HELENA, Mont. (AP) - Montana senators are contemplating whether to make it easier for school trainers and coaches to bench an athlete suspected of having a concussion and if that rule should apply to school-sponsored club sports.

Sen. Robyn Driscoll introduced Senate Bill 304 on Thursday to tweak the Dylan Steigers Protection of Youth Athletes Act.

The Democrat’s measure would allow trainers, coaches or officials to remove an athlete from a school sporting event if a concussion is presumed to have occurred. The 2013 law permits removal only if a player shows symptoms of a concussion.

Mona Jamison of the Montana Physical Therapy Association said the update would protect athletes from serious health repercussions associated with head injuries that are not immediately evident. A mother of two, Jamison said she and other parents have a tendency to believe kids are fine unless they’re lying unconscious on the ground.

“As the parent you’re thinking ‘get up and get back in,’ ” Jamison said. She later added, “I think that this bill is really a protection for children against the vehemence of their parents.”

Athletic trainers, physicians and a representative of rural schools spoke in favor of the measure. No opponents spoke.

The proposal would also expand the concussion law to club sports that are sanctioned by a public school, such as open gym sessions and intramural tournaments.
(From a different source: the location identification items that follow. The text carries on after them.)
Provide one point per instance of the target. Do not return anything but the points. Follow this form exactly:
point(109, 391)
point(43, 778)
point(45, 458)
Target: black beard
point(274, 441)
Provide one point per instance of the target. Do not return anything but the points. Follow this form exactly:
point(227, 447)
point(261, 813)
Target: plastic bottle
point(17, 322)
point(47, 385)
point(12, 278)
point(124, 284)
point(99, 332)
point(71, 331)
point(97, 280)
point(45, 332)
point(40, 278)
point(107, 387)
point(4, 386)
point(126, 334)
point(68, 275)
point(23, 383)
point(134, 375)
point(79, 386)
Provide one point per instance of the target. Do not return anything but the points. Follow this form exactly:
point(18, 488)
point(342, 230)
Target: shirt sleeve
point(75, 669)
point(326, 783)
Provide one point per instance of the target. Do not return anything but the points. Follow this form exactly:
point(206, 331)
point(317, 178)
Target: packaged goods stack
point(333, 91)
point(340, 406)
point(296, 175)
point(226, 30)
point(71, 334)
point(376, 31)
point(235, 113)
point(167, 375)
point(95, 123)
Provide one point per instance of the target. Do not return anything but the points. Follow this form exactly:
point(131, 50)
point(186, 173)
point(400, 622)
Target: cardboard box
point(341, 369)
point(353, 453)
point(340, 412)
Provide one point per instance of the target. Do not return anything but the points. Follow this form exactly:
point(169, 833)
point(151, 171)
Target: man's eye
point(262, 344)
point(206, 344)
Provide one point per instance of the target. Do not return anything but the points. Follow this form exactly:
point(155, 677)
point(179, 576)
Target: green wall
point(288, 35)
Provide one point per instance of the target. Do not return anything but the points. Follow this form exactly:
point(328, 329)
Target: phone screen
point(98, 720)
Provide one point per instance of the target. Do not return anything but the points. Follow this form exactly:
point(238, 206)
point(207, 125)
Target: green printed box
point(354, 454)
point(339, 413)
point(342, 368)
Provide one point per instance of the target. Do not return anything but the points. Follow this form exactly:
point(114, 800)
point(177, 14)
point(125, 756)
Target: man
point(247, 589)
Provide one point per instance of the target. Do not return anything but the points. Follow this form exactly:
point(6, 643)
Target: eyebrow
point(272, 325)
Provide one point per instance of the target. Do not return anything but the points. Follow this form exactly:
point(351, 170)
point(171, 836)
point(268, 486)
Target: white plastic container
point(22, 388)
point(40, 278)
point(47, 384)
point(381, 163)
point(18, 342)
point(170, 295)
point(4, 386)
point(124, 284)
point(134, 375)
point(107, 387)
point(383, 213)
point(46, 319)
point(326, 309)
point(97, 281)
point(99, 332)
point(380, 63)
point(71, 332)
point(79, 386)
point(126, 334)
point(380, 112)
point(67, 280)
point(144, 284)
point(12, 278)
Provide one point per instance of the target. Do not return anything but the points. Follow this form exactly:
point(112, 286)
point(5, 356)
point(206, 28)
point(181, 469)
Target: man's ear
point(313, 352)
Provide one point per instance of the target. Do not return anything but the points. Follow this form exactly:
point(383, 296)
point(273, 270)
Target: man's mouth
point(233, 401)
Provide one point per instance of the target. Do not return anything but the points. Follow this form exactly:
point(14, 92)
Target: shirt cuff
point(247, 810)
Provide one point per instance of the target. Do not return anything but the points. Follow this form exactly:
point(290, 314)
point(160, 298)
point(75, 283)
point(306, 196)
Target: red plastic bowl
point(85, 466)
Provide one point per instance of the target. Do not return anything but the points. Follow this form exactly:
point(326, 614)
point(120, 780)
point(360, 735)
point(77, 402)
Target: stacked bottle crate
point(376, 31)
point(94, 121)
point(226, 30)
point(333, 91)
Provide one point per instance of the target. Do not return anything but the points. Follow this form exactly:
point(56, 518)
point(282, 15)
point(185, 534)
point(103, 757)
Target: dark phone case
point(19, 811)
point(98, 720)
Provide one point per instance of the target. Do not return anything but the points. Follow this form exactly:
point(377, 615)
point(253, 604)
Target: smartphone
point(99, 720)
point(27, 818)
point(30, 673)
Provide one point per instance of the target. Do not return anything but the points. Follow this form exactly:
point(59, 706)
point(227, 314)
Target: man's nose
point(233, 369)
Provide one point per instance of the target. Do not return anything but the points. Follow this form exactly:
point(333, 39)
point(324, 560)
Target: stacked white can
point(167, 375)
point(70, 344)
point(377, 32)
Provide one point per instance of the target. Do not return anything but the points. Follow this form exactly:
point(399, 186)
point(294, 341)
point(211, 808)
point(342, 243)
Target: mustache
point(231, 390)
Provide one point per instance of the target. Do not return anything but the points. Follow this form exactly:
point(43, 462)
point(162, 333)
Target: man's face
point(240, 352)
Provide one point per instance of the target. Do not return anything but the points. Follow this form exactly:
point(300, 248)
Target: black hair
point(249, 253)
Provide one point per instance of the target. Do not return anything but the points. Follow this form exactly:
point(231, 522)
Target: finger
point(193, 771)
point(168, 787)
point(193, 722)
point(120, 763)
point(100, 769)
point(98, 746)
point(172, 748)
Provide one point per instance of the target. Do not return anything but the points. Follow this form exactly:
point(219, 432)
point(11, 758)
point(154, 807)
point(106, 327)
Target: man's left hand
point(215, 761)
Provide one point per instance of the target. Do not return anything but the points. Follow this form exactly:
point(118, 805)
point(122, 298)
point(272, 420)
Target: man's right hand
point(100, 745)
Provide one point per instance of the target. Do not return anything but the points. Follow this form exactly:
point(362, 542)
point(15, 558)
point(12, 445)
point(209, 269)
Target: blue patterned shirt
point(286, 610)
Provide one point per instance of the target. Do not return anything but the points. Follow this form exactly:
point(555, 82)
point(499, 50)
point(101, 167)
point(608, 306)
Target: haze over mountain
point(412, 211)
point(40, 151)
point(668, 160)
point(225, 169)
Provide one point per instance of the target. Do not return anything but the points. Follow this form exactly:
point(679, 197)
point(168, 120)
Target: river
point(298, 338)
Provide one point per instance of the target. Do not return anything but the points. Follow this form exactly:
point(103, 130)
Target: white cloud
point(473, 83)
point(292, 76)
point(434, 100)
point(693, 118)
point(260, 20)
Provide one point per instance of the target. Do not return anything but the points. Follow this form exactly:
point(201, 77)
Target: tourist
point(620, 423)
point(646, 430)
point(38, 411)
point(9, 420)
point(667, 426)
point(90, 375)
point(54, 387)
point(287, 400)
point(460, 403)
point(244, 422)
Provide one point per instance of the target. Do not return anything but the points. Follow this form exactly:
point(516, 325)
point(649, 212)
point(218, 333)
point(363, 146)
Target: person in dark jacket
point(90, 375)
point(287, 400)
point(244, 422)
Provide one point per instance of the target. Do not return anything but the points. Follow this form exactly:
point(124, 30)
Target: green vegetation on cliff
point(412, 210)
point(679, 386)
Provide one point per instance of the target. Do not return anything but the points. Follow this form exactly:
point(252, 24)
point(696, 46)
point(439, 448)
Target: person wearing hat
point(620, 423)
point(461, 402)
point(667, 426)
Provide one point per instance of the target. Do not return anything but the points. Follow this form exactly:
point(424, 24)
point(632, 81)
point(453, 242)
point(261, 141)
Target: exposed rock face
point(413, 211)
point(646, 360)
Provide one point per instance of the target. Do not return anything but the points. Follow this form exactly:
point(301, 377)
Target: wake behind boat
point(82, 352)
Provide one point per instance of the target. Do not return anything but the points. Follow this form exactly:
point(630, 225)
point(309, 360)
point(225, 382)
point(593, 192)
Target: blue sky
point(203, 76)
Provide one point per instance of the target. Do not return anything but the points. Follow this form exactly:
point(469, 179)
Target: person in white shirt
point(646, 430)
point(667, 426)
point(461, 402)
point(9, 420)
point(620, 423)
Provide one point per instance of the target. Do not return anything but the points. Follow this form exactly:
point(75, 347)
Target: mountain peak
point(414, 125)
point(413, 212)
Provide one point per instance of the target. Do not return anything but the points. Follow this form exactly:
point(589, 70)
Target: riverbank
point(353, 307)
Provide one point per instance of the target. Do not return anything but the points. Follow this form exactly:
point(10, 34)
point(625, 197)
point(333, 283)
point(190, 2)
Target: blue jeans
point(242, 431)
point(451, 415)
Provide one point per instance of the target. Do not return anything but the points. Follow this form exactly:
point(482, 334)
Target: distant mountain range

It would not cover recreational sports outside of schools, a provision which the YMCA successfully lobbied against last session.

Driscoll said she would like to amend the bill to expand the law to public universities in Montana.

Montana’s 2013 concussion law was named for Dylan Steigers, a college football player from Missoula who died in 2010 the day after he sustained a blow to the head in a football scrimmage.

According to the National Conference of State Legislatures, all 50 states and the District of Columbia passed laws addressing traumatic brain injury between 2009 and 2014. Most targeted youth concussions.